Dalej pozwolił sobie na dygresję, nawiązując do jednego z "leitmotiwów" swojej publicystyki, a więc krytykowania lewicowych i lewackich przeciwników polityki Izraela na Bliskim Wschodzie oraz europejskiej antyamerykańskości."Pacyfizm i kretynizm to bliscy krewni." - podkreślił.

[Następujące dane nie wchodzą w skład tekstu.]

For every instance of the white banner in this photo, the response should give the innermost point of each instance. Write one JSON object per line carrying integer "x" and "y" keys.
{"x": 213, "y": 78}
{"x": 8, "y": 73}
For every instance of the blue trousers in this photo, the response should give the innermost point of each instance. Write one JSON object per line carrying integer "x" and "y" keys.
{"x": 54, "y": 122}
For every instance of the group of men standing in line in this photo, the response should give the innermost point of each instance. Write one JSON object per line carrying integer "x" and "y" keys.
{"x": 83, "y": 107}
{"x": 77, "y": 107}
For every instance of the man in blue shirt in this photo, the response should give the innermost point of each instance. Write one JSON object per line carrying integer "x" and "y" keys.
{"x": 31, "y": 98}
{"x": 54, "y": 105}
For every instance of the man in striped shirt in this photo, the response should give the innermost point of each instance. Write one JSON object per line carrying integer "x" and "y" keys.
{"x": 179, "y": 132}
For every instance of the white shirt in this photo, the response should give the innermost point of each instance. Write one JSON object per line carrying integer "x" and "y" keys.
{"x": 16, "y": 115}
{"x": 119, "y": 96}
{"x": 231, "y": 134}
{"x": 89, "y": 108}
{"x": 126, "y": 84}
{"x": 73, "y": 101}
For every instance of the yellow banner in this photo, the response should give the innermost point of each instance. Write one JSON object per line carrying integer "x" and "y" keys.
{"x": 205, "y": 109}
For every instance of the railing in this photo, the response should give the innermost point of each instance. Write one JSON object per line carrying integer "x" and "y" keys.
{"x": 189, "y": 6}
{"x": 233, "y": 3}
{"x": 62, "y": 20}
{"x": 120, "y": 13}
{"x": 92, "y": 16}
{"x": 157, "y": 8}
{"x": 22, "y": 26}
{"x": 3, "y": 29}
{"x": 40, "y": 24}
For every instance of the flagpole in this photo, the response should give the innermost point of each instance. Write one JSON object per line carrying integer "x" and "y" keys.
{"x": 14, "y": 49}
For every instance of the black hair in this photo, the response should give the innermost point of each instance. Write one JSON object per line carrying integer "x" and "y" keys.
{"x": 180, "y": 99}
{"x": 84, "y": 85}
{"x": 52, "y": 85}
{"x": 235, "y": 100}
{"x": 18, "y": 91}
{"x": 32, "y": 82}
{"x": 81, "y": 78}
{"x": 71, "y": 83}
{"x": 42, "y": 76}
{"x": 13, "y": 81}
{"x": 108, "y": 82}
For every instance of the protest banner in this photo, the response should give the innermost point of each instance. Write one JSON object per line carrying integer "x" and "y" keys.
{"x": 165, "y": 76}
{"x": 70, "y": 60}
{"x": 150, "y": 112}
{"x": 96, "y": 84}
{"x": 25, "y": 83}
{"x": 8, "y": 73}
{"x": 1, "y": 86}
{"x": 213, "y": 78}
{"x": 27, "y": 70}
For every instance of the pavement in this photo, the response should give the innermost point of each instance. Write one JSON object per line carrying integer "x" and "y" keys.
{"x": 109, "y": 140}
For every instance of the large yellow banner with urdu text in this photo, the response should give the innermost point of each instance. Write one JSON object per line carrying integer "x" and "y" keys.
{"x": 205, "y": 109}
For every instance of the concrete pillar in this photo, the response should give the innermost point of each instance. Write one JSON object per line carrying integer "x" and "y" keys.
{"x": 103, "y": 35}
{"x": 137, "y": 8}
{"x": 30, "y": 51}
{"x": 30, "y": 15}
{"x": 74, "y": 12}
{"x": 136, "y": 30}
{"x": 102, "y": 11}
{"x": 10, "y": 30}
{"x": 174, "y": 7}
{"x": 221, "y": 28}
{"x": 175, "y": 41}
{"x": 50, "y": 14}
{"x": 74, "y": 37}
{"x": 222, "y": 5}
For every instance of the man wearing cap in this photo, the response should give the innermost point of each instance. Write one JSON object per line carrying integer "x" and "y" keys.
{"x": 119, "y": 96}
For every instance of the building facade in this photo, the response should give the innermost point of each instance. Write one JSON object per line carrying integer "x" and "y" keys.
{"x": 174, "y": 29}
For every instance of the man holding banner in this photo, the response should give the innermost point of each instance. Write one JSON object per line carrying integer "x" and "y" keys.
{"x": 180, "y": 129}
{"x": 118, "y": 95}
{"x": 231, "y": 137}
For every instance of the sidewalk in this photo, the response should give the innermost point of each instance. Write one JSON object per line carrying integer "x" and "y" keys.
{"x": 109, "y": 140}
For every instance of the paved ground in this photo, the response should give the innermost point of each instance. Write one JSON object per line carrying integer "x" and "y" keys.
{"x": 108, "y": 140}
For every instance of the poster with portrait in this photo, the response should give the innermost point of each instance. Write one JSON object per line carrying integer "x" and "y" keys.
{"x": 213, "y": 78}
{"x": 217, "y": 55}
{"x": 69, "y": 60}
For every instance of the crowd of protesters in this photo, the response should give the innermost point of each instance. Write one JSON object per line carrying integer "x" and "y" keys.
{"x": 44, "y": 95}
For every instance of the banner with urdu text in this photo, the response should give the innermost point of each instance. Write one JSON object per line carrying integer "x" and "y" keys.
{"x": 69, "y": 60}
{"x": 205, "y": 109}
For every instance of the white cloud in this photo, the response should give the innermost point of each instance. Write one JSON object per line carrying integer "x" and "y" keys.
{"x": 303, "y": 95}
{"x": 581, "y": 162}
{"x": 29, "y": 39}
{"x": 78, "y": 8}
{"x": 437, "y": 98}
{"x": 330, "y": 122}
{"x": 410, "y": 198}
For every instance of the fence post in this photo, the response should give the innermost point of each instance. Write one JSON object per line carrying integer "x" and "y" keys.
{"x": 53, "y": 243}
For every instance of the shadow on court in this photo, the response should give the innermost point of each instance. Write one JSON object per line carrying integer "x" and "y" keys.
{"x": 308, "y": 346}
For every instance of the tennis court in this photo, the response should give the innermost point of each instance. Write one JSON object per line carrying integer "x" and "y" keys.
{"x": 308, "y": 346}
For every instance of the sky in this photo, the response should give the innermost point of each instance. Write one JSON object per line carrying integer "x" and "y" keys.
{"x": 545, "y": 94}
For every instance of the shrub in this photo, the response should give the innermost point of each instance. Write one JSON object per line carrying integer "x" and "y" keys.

I powrócił do ataków na Unię Europejską: "Następnego dnia po uroczystości w Oslo, w stolicy kraju, którego społeczeństwo dwa razy odmówiło przystąpienia do UE, przeczytałem w dzienniku „Die Welt” artykuł na temat „brukselskiego jarmarku próżności”, na którym do końca spierano się i targowano, kto będzie mógł przemawiał a kto dostąpi zaszczytu odebrania nagrody. Przewodniczący Komisji Europejskiej, Barroso, przewodniczący Rady Europejskiej, van Rompuy oraz przewodniczący Parlamentu Europejskiego, Schulz, mimo mocno napiętych kalendarzy, kłócili się zawzięcie, próbując nawzajem się wygryźć. Do czasu, jak to zwykle w Brukseli bywa, osiągnięcia kompromisu. Ostatecznie van Rompuy i Barroso wspólnie odebrali dyplom, przy czym to van Rompuy mógł go dotknąć jako pierwszy. Przypuszczalnie mógł go także zabrać do domu, tam go pieścić i tulić a następnie włożyć sobie pod poduszkę. Tymczasem Martin Schulz musiał się zadowolić okolicznościowym medalem. Zawsze coś. Na koniec wykonano zdjęcie grupowe mające sugerować jedność i zgodę - kolejna paralela do zwyczajów panujących wewnątrz KC KPZS …"
Zdaniem Brodera, Unia Europejska nie rozwiązuje żadnego z problemów dzisiejszych mieszkańców Europy, co więcej, jak pokazuje m.in. kryzys w strefie euro, sama jest problemem. Podkreślił, że od upadku realnego socjalizmu UE jest najbardziej zmasowaną próbą ubezwłasnowolnienia obywateli i odebrania społeczeństwom zdobyczy demokracji. I czeka ją rychła katastrofa, tak jak słynnego Titanica. - Życzę państwu miłej podróży - skończył Broder swój wywód.